I would like to have at least two different set-ups share the same antenna for testing purposes. How best is this accomplished? I presume there is some sort of splitter/combiner required. Has anyone built a home-made unit? If so, can you provide details?
Much thanks in advance, for any insight that can be provided, Tom.
(1) signal loss increases with the number of ports; it has to as you’re splitting up the signal. Therefore, use a splitter with as few ports as possible. For a high-performance splitter/combiner, cost also increases with number of ports.
(2) terminate unused ports properly (with a 50 or 75-ohm termination)
(3) splitters/combiners have an operating frequency range. Be sure what you pick works at your frequency. ADS-B is 1090 MHz, or 1.09 GHz.
(4) splitters/combiners (and other similar RF goodies) are designed for a characteristic impedance, 50 Ohms or 75 Ohms. 50 Ohms is commercial/R&D/industrial. 75 Ohms is cable TV and home satellite.
With those simple rules–
What you’re going to use depends on what kind of cabling you’re using. Good, low-loss 50 Ohm coaxial cable is expensive and the connectors have to be done correctly or you lose signal. On the other hand, a good 75 Ohm RG-6 cable used for satellite dishes is cheap and low loss.
The Mini-Circuits stuff is great. It’s also expensive. I use a ZX-10-2-20+ splitter to drive two SDRs from one antenna-amplifier chain. They’re good for 200 to 2000 MHz. I have a few of them. New, they’re $30 each. (the 4-port beastie mentioned above is around $100 new). eBay is a good source for used Mini Circuits gear.
You might find some splitter/combiners at larger home improvement centers, as well as places that deal with satellite gear. You shouldn’t be paying more than $10 for a 2 port splitter/combiner. Be sure it will work for ADS-B – I’d look for gear that says it will work to at least 2000 MHz (2 GHz).
Please post links and ask questions – we’re full of opinions around here!
Not sure, it might. You can find out, though, by using rtl-power to do spectrum sweeps with and without the splitter in the circuit (terminate the unused port, either with a proper 50 Ohm terminator, or connected to another SDR to provide the termination.
I think it’s a good idea to do a spectrum sweep using your chosen antenna and feedline to give you an idea of what you’re up against in the RF environment.
I agree on benchmarking with rtl-power, but on what platform? Is this utility something that I should install onto a Windows Notebook and plug the dongle into to do the testing? Or, can it be run from the Raspberry Pi?
I’d look at the spectrum from 400 MHz to 1300 MHz – that should cover broadcast television and some other commercial stuff. Compare sweeps with and without the splitter in line.
OK, it does seem to be installed even on the PiAware SD card image from FA that I am using. I did a ‘sudo rtl_power -?’ and was presented with a help file showing the command line options. I think I’ll mount a flash drive for it to write its output file and give it a try.

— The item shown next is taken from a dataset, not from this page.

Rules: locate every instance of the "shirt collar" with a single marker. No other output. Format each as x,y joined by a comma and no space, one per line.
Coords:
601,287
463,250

I’ll let you know how it goes.
Thank you, Tom.
P.S.
I presume that I must stop dump1090 from running while I perform the rtl-power tests? As my 1st attempt failed due to ‘usb_claim_interface error -6’.
OK, after killing dump1090 I did a 10 min. scan. Now I have a .CSV file, how do I make sense of the data? I tried to follow the heatmap.py method, but am lost. Is there a MSWindows tool to analyse the .CSV file?
OK, so I’m now testing two systems on the same antenna. One is running the FlightAware SD PiAware image and the other is running the PiAware addon to a Dump1090-Mutability install.
I plan on letting them run for a week to compare results. Preliminary stats are favouring the Dump1090-Mutability install. But after the initial week long test I’ll swap the dongles and/or splitter outputs to see if they affect the comparison.
Do not forget that introducing the splitter, the reception will be poorer than just with the one dongle. You will spoil the noise figure of the each dongle by the same number in dB that you loose in the splitter. Roughly for the same value the S/N will degrade comparing to the single dongle.
The spec sheet, see link below, on the splitter lists a 3db loss through the splitter and my testing with rtl_power proved this was the case. However there was no loss of coverage or reduction in positions reported from several weeks of testing before and after the splitter was added to the circuit. I contribute this to the filter affect of the splitter on frequencies below 800 MHz. Here’s my set-up…
I am researching and probably will add a filter between the antenna and amp at some point in the near future, to further reduce interference from cellular signals in the 900 MHz range near-by my location.
OK, after a week of testing the two system through the splitter on the same antenna, here are my observations.
Dump1090-Mutability produces consistently 3% more position reports over the FA PiAware SD image. In my specific case this translates into about 1500 more position reports per day.
I’ve now swapped dongles and splitter ports between the two system to ensure that any difference between those hasn’t slued the results.